Taking Stock of a Different Market

The Wall Street Journal took a little detour into the dark and dangerous alleys of our beloved sport and devised something called the "College Football Success Index." We won't bore you with the details behind this rankings system, we will simply spell out the result: Florida State. Yes, the Seminoles rank at the top of the list of teams with successful "alumni" in the NFL. Other items of note: Oklahoma ranks 27th and Alabama 29th, behind such teams as North Carolina (10th), Texas A&M (15th), Washington (19th) and Virginia (22nd). Last season's BCS title game participants didn't score all that well. USC is 14th and Texas is 16th. Nebraska, the Trojans' opponent on Sept. 16, ranked 13th. And Notre Dame fans, your team didn't even make the top 10! Thanks to Kevin.

2 comments:

Psycho Zombie From Outer Space said...

Now wait, the headline of this article leads me to believe that they're talking about the most successful college football programs, but only discuss the draft aspect of it. While I guess this is one way to weigh each program's prestige, I don't think it should be worked as a lone experiment.
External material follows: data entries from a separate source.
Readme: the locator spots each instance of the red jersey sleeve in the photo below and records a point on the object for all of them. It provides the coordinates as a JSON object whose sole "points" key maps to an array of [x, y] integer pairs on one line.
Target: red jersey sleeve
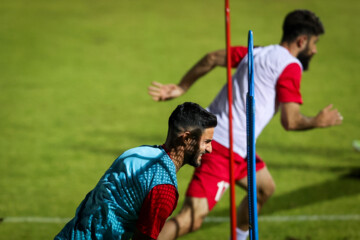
{"points": [[288, 84], [237, 54], [158, 205]]}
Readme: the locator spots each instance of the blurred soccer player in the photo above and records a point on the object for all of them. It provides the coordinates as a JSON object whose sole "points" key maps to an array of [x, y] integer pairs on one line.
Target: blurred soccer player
{"points": [[278, 70], [139, 191]]}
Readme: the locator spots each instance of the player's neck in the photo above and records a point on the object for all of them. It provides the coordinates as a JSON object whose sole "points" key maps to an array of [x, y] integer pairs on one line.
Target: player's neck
{"points": [[291, 47]]}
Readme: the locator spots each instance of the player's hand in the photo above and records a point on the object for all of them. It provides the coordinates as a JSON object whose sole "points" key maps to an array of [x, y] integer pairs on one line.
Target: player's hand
{"points": [[328, 117], [163, 92]]}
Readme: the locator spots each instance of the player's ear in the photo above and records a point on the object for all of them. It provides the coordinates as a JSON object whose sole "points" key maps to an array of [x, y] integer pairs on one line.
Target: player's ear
{"points": [[185, 137], [301, 41]]}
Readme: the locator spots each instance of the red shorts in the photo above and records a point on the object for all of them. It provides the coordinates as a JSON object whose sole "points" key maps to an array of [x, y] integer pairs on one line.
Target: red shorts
{"points": [[212, 178]]}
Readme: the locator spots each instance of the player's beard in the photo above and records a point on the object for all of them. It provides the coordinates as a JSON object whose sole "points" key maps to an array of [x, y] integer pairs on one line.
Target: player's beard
{"points": [[193, 157], [304, 58]]}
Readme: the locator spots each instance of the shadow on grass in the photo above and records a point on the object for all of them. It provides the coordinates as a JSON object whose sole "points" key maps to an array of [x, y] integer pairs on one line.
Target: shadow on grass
{"points": [[323, 151], [113, 137]]}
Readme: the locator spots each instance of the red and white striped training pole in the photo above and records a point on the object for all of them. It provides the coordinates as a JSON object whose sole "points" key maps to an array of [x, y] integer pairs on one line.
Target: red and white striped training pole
{"points": [[230, 100]]}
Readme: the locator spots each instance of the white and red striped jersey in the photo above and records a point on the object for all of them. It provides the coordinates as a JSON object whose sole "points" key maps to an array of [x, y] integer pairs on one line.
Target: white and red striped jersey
{"points": [[277, 76]]}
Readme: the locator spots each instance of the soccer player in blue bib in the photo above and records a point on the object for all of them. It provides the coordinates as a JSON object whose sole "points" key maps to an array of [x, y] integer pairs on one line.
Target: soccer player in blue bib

Obviously this will be tilted in favor of the bigger BCS programs, but there are a few teams on that list that I truly believe the University of Utah is better than, especially more recently.

North Carolina? They haven't done anything since Mack Brown left for Texas.
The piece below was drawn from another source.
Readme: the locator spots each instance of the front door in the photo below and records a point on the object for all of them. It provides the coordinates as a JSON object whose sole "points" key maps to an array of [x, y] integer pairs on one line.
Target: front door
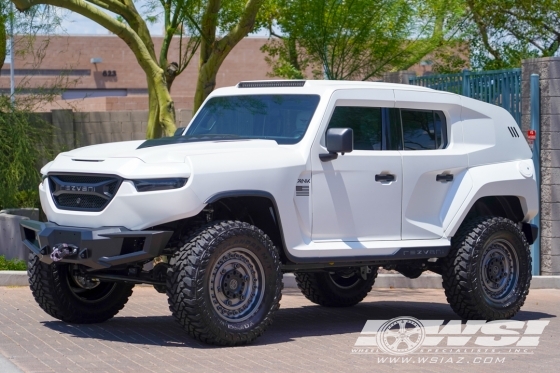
{"points": [[357, 197]]}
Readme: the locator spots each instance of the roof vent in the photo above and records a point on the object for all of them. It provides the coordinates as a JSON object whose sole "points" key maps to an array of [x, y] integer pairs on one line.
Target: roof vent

Texas A&M? Maybe under R.C. Slocum, but not recently.

Washington? Maybe if we're counting success backwards and instead of using wins, we're using losses.

Virginia? Ha! Any team coached by Al Groh is not successful.
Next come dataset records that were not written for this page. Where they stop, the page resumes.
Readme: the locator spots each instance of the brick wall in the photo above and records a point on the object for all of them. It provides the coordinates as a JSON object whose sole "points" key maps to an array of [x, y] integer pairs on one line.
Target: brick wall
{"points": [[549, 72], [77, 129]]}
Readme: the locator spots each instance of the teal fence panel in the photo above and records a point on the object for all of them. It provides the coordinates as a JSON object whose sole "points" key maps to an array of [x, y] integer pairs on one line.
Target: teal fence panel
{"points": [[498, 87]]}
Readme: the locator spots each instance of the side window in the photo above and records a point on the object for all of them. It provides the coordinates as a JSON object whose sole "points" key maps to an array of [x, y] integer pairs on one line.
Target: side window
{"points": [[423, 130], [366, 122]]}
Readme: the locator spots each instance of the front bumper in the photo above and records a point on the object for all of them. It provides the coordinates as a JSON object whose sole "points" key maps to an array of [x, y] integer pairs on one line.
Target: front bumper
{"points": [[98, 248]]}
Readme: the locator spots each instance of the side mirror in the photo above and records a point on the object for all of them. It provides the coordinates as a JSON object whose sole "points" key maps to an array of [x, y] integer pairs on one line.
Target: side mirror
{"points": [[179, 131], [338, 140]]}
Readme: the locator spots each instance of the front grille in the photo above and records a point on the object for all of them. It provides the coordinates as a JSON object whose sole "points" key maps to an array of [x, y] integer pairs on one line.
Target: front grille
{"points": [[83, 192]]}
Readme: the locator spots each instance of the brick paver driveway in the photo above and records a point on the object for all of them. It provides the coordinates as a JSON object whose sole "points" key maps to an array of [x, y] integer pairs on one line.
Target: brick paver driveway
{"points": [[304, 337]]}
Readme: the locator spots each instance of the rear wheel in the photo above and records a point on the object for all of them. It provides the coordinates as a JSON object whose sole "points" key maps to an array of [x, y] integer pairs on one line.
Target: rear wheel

Kansas State? Maybe if this were the 90s...

Stanford? What have they done recently?

I'm sorry, but I do not believe you can peg the success rate of a college program based on its draft value alone. There is no doubt that should be apart of the formula, but draft success is not the only measuring stick to a program's success. If anything it shows how sorry some of these programs are with not producing the type of wins that go hand in hand with talented players.

- JazzyUte (www.blocku.com)

Anonymous said...

The WSJ list is pretty incompetent. It puts too much weight on average success. It says Texas has a lot more players in the league and more stars, yet we're somehow behind Texas A&M?

Their statement about the Horns that they "sent only three players to the NFL this year from the nation's top offense. One problem: Longhorns' shotgun formation isn't popular in the NFL"

One of the dumber things I've heard in a while. There was only 3 seniors and Vince Young, it has nothing to do with the shotgun offense. Our fullback (not really a starter) and backup quarterback also signed free agent deals.